Gambia institute launches natural refrigerants training

The Gambia Technical Training Institute (GTTI) has just provided its first training workshop for entrepreneurs and technicians on refrigeration and air conditioning using natural refrigerants.

The flag of the Gambia 

The Gambia Technical Training Institute (GTTI) this week provided its first CO2 and hydrocarbon training in collaboration with the Gambian National Environment Agency (NEA).

The GTTI training workshop for entrepreneurs and technicians on hydrocarbon and CO2 management in refrigerators and air conditioning was funded by a UNIDO project.

The training, held on the GTTI’s premises, was aimed at familiarising attendees with the use of CO2 and hydrocarbons and providing access to modern equipment – provided by UNIDO – to reduce greenhouse emissions associated with industrial and domestic RAC facilities in The Gambia.

Speaking at the opening ceremony, GTTI Director Jahou S. Faal said the GTTI, in fulfilment of its mandate, aims to address the mid-level manpower needs of The Gambia and its partners.

As a technical and vocational education and training (TVET) provider, under a UN scheme, Faal said the engineering department is fully equipped with standard equipment to meet the training needs and to promote natural refrigerants for refrigeration and air conditioning applications.

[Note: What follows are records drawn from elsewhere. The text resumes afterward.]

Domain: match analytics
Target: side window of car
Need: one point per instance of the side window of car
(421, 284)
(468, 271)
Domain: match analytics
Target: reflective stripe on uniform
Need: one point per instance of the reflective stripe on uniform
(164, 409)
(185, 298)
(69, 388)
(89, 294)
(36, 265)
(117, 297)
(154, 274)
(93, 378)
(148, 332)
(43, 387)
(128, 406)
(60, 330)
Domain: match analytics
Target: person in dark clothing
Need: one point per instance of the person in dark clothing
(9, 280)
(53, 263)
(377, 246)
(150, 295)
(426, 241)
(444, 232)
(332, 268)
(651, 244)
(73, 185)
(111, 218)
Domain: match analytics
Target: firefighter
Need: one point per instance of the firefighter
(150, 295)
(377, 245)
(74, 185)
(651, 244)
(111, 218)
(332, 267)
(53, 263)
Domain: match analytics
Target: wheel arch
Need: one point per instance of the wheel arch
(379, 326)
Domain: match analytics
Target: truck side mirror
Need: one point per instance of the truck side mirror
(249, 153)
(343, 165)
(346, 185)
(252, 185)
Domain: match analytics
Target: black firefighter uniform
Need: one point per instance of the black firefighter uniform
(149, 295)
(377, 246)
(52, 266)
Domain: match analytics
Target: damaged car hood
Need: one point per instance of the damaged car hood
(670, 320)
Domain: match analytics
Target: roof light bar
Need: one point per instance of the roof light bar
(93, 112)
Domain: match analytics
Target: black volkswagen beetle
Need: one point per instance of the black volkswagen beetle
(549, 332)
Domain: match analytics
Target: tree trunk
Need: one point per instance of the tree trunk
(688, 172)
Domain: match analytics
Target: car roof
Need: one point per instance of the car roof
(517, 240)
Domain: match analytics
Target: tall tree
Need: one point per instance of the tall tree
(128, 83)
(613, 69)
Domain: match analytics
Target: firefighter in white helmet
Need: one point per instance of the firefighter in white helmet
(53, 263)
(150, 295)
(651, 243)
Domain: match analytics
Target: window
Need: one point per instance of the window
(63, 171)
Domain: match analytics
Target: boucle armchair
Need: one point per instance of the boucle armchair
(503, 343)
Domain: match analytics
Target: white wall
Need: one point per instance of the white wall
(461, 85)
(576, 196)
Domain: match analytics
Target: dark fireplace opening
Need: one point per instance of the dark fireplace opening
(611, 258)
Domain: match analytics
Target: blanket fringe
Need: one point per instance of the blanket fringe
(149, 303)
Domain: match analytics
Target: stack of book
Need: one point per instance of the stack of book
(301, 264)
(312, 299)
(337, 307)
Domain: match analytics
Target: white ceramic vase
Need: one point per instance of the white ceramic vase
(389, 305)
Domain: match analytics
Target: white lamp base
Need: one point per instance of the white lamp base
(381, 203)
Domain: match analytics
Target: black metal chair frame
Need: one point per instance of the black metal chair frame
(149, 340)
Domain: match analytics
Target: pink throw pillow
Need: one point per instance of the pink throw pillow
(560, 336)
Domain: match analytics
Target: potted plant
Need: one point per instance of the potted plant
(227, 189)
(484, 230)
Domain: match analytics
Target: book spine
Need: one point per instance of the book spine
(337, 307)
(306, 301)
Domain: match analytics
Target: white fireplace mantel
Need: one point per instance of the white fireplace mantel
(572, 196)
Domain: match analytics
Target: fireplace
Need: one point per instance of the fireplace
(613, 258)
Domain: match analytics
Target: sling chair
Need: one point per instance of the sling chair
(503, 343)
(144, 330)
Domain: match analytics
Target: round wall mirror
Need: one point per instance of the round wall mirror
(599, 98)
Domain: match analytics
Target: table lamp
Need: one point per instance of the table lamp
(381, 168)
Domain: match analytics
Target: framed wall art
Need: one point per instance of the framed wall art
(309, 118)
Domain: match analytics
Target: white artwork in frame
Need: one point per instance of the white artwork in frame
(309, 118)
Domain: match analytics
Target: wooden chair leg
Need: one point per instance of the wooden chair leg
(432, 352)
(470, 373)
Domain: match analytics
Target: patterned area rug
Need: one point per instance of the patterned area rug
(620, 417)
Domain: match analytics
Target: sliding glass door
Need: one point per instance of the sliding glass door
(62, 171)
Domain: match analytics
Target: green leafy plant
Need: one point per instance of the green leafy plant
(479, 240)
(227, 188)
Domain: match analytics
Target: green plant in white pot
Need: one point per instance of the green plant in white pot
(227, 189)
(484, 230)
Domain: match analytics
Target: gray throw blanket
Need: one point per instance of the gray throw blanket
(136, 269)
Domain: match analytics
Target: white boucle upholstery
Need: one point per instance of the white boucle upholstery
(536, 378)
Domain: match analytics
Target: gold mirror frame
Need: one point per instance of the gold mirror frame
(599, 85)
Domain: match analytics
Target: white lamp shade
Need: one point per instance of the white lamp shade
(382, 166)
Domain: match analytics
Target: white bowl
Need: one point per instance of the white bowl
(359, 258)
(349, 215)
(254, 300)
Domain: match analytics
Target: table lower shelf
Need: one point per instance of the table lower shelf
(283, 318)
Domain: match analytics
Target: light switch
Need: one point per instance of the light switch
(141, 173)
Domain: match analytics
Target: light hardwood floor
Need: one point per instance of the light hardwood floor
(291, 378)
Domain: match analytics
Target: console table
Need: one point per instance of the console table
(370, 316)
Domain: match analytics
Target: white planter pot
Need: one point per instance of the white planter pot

This training is an opportunity to learn and adopt good practice in the use of natural refrigerants as recommended as alternatives to the use of hydrochloroflorocarbons (HCFCs).
– 
 Jahou S. Faal GTTI's Director

“This training is an opportunity to learn and adopt good practice in the use of natural refrigerants as recommended as alternatives to the use of hydrochloroflorocarbons (HCFCs),” she said. 

Lamin Komma, from the SPO coastal and marine unit in the Gambian NEA, said that HCFCs are powerful man-made greenhouse gases primarily used in air conditioning, refrigeration and foam insulation and are thousands of times more potent than carbon dioxide.

He said the training would help participants to make the change to R290 in the Gambia’s air conditioning systems.

The GTTI will also work on other environment-related issues like energy efficiency projects and renewable energy. Komma said this would ensure that the environment is kept clean and avoids pollution.